South O block party helps students, Oakland residents bond


John Blair | Staff Photographer

The Be a Good Neighbor program hosts block parties at the start of every academic year to foster connections between the University and its Oakland neighbors. The first block party of the year was held Tuesday evening at the Dan Marino Field in South Oakland.

By Julia DiPietro, Staff Writer

Oakland isn’t just home to Pitt students — the University is located in a tightly-knit neighborhood of permanent residents with a rich history. 

Pitt’s Office of Community and Governmental Relations strives to bring Oakland residents and Pitt students together through its Be A Good Neighbor program. This program is known for kicking off the academic year with a series of welcome back block parties.

The Be A Good Neighbor program hosted community block parties during the month of September for almost 10 years. This is just one of the office’s many initiatives to solidify a bond between Oakland residents and Pitt students.

Alex Toner, assistant director of community engagement, said these block parties are a years-long tradition in the neighborhood. It brings everyone together at the beginning of the year to celebrate, according to Toner.

“The block parties have been going on for about eight to 10 years now and they’re something that the neighbors look forward to,” Toner said. “We think our students on and off campus look forward to a signature event to kick off the year in the neighborhood and with the community we value so much.”

Students and Oakland natives enjoyed the kickoff block party on Tuesday in South Oakland at the Dan Marino Field & Frazier Field House from 5 to 7 p.m. The second party will take place in Central Oakland on Thursday, to be followed by others in north and west Oakland. Each party will have different food trucks, desserts, music and raffles.

About 40 participants of students, staff and South Oakland residents attended the first event. People engaging in conversation filled the grass, eating tacos from the food truck, walking their dogs and enjoying the warm weather.

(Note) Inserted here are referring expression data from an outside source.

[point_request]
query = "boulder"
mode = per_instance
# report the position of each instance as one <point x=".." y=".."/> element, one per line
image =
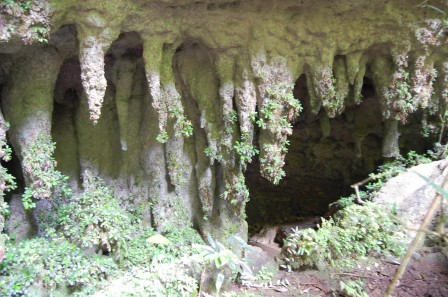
<point x="409" y="195"/>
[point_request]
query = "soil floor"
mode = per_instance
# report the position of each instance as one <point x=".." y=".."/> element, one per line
<point x="426" y="275"/>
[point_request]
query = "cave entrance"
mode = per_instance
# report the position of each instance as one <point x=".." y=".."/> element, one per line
<point x="325" y="157"/>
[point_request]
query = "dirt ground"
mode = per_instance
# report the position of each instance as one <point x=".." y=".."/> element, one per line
<point x="426" y="275"/>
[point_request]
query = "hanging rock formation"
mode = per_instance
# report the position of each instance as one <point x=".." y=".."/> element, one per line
<point x="169" y="101"/>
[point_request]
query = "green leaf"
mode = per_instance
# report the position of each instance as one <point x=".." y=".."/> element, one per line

Kenyon Bonner, vice provost for student affairs, said Be A Good Neighbor’s key commitment is to encourage respect and a sense of community throughout the neighborhood.

“The goal for the block party is to reinforce the understanding that we are a part of the Oakland community and Pitt is sitting in a neighborhood where people have been living for decades. It’s really important for us to have a relationship with the community,” Bonner said. “I think this type of event brings people together to meet each other and understand each other, and create this community understanding that we’re all working together.”

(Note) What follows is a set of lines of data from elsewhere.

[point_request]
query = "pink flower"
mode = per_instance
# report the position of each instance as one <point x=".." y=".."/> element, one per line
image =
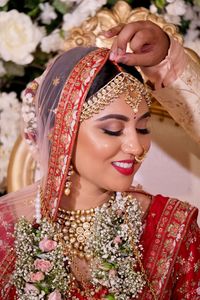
<point x="31" y="288"/>
<point x="117" y="240"/>
<point x="47" y="245"/>
<point x="55" y="295"/>
<point x="38" y="276"/>
<point x="43" y="265"/>
<point x="119" y="212"/>
<point x="112" y="273"/>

The Be A Good Neighbor program offers lots of opportunities to get involved, such as volunteer services, block parties, community meetings and Adopt a Block neighborhood clean up programs. Pitt Community and Governmental Relations uses these initiatives to encourage students to interact with and be kind to their neighbors, said Lina Dostilio, vice chancellor for engagement and community affairs.

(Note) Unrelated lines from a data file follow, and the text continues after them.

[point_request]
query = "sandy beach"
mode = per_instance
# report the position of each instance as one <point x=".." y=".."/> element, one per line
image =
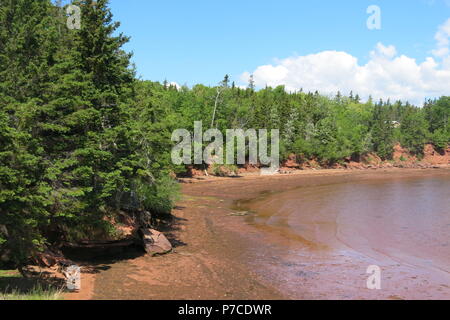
<point x="218" y="253"/>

“Building relationships is critical, to be a good neighbor you have to know your neighbors. What better way to do that than to have some food, talk and introduce yourself? That’s the best way to build community,” Dostilio said.

Toner said students living off campus should engage more with the people around them, and treat the neighborhood less like somewhere you live and more like a place you can contribute to in the long run.

“There are many ways to get involved. Going to community meetings and understanding what’s happening and affecting the neighborhood where you live,” Toner said. “Volunteer through the office of Pitt Serves, there’s a lot of ways to advance your learning of the civic community through the University and through the neighborhood.”

According to Bonner, the Be A Good Neighbor program is a useful asset in building a stronger community in the wake of the COVID-19 pandemic, and it helps the residents of Oakland live harmoniously among one another.

Bonner said encouraging interactions and respect among the two groups is an important part of building a community bond.

“This is how the Be A Good Neighbor campaign came to be. We are not alone, we need to do things like these block parties, to get students to meet their neighbors who are not students, the permanent residents,” said Bonner. “It creates a more permanent bond and understanding.” 

Bonner said he is proud of the participation and positivity shown by the students and members of the Oakland community this fall, especially after community engagement was put on pause for months during the pandemic.

“It’s good to be back on campus, it’s great to see so many students out and about and it feels like the Pitt that we all know and love,” Bonner said. “I’m looking forward to a great semester and I really appreciate for the students continuing to cooperate with us and be a good neighbor.”